Quase todos os países que retomaram as aulas presenciais tiveram de voltar às aulas virtuais por causa do aumento assustador dos casos de Covid-19 não só entre os trabalhadores da educação, mas entre crianças e adolescentes, cujo impacto na saúde tem sido também estarrecedor. Na avaliação da diretoria colegiada do Sinpro-DF, além de não ser o momento de retorno, as aulas presenciais estão suspensas na rede pública porque não há, desde o início, uma política de combate à pandemia do novo coronavírus nacional e local, o que tem levado à morte centenas de milhares de pessoas.
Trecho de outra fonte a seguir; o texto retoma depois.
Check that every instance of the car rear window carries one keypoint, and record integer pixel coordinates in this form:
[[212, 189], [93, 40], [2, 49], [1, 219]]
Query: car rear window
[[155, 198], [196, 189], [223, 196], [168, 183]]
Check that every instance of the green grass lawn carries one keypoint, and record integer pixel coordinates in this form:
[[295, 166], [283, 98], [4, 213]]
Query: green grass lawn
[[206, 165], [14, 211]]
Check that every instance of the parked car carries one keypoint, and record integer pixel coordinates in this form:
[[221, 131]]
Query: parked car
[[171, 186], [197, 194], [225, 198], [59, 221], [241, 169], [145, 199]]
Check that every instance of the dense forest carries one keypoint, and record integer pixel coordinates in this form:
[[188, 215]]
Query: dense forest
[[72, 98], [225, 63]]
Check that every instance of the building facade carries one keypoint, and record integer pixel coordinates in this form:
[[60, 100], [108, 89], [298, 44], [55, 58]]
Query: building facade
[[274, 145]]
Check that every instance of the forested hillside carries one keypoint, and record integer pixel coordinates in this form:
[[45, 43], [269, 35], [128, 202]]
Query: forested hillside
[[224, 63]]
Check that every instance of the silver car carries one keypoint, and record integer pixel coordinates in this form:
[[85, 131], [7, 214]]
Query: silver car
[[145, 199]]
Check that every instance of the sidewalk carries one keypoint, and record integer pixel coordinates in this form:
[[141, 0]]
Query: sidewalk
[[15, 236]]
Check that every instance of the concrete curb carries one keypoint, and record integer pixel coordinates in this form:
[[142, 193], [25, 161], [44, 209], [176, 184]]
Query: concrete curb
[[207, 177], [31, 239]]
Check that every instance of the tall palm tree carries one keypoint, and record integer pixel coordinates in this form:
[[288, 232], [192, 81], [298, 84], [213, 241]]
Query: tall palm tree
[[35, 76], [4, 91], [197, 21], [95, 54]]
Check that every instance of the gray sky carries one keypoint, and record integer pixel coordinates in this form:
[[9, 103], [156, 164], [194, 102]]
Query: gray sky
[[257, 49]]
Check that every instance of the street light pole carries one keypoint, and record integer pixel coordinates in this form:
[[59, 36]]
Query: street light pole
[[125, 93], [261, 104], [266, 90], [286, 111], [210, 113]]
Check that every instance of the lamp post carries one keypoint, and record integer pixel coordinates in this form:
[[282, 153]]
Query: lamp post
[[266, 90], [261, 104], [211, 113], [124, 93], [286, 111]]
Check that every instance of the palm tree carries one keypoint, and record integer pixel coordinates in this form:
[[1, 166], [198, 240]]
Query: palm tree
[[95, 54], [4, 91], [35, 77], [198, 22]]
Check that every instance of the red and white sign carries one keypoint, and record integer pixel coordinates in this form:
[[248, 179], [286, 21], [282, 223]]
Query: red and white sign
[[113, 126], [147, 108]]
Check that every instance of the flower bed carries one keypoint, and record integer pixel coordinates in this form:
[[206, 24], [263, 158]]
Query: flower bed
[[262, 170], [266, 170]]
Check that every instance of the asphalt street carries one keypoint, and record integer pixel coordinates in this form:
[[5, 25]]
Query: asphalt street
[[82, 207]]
Só nas últimas 24 horas o País registrou 1.195 mortes pela Covid-19, totalizando 242.178 até as 20h de quarta-feira (17/2) e vários estados estão suspendendo a vacinação, dentre eles o DF, por falta do produto.

 

Só nessa quarta-feira (17/2), morreram 10 pessoas de Covid-19 no DF. E do dia 12 de março de 2020, data em que as escolas tiveram de suspender as aulas presenciais, até o início da semana do carnaval de 2021, a capital do País já registrou 5 mil mortes só de Covid-19. Lembrando que todos os números de óbitos e contaminação pelo novo coronavírus informados pelo governo estão subnotificados e que, na avaliação dos cientistas, essa política de não combate ao vírus e não vacinação da população, está levando o Brasil a uma endemização da pandemia, o que fará com que a Covid-19 permaneça no País por largo tempo.

 

A diretoria colegiada lembra que, em reunião de negociação com a Secretaria de Estado da Educação do DF (SEEDF), realizada no início de fevereiro, o governo firmou o compromisso de viabilizar o retorno presencial às aulas apenas depois de vacinar todos os trabalhadores em educação da rede pública do DF. “Além disso, é visível que o Governo do Distrito Federal não tomou as devidas providências para instalar nas mais de seiscentas unidades escolares os protocolos de segurança contra a Covid-19 porque, mesmo com vacina, é necessário o investimento em segurança e inclusão educacional até mesmo para o retorno virtual”.

 

Diante do quadro preocupante, da política de negação da ciência e de investimento público no combate à pandemia e nas declarações do governador Ibaneis, a diretoria afirma que “é com imenso espanto que nós recebemos a notícia de que o governador anunciou uma possibilidade de retorno das aulas presenciais para o dia 8 sem vacina”. Em vídeo publicado nas redes sociais, Rosilene Corrêa, diretora do Sinpro-DF, afirma que, no entendimento da diretoria, a responsabilidade de um governante deve ser se empenhar para que as vacinas cheguem, urgentemente, a todos os trabalhadores em educação para assegurar o retorno presencial.

 

“Queremos o retorno das aulas presenciais, mas, com o máximo de segurança. Essa segurança passa necessariamente, obrigatoriamente, de todos os trabalhadores e trabalhadoras em educação. Portanto, não há a menor condição, não há o menor acordo com o Sindicato dos Professores para este retorno presencial. Neste momento, precisamos preservar vidas. A vacina existe, o que está faltando é empenho, é gestão pública para que essa vacina chegue até nós”.